1.1.1 • Published 3 years ago

gigapr-data-csv v1.1.1

Weekly downloads
-
License
ISC
Repository
-
Last release
3 years ago

gigapr-data-csv

This project calls GigaPR APIs to get the data and serializes the response to a CSV file.

The project is implemented with NodeJS on Google Cloud Functions.

Description

This cloud functions does 4 steps:

  • it calls gigapr-data-api and downloads the detailed data of each application
  • it trasforms the data into a csv format (saved to a local temporary file)
  • it uploads the file to Google Drive
  • it publishes a Google Pub/Sub event to notify it'sdone

The detail data for each application is retrieved with a single API call to the endpoint /allapplications/*/detail.
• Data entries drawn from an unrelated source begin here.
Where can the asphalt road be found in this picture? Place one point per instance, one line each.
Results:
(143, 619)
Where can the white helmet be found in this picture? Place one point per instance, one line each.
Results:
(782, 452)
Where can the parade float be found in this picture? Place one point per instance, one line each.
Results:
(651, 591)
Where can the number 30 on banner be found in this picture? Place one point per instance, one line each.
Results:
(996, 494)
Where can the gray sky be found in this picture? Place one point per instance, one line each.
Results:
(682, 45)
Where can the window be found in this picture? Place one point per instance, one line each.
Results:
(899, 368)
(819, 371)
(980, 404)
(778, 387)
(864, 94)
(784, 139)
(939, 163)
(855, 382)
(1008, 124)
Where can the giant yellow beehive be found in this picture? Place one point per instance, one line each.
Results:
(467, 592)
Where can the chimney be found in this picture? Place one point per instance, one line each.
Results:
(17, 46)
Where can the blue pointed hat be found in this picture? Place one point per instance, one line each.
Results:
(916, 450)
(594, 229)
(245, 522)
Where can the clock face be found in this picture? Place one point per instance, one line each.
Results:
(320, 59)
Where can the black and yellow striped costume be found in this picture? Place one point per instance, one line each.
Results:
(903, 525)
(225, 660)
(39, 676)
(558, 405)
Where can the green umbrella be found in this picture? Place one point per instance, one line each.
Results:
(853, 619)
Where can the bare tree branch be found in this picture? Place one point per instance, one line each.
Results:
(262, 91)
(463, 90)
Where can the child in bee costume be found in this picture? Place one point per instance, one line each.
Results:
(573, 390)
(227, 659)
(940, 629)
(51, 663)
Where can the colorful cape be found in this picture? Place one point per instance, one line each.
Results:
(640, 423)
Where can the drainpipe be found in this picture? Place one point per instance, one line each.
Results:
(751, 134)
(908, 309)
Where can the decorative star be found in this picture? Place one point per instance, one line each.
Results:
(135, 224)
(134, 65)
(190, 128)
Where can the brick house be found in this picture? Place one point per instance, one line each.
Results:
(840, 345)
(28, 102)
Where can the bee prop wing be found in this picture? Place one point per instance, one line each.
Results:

The mapping between the data in JSON format and the csv format is specified in the file src/mapper/acmColumnMap.

Prerequisites

npm installed.

  • Note: The default shell for npm must be bash. To set this up please do a $npm config edit and set something like script-shell=C:\Program Files\Git\bin\bash.exe.

gcloud is needed when you want to deploy to Google Cloud. You can develop, test, run locally without it. If you use the standard pipeline and you do not from your own machine, you can avoid having gcloud installed locally.

Getting Started

When you have the prerequisites ok, this is the shortest way to get started:

  1. clone the project to you local PC
  2. install node dependencies using npm i

At this point you should be able to launch a local test with npm test. All tests should pass 👍👍👍!

Building

Google Cloud Functions by default support Javascript on node 10. To support the latest JS features and provide more type safety, this project is built with Typescript.

The Typescript compiler tsc transpiles the code to JavaScript and puts it into the target folder.

From the target folder you can either run the code locally or deploy it to Google Cloud.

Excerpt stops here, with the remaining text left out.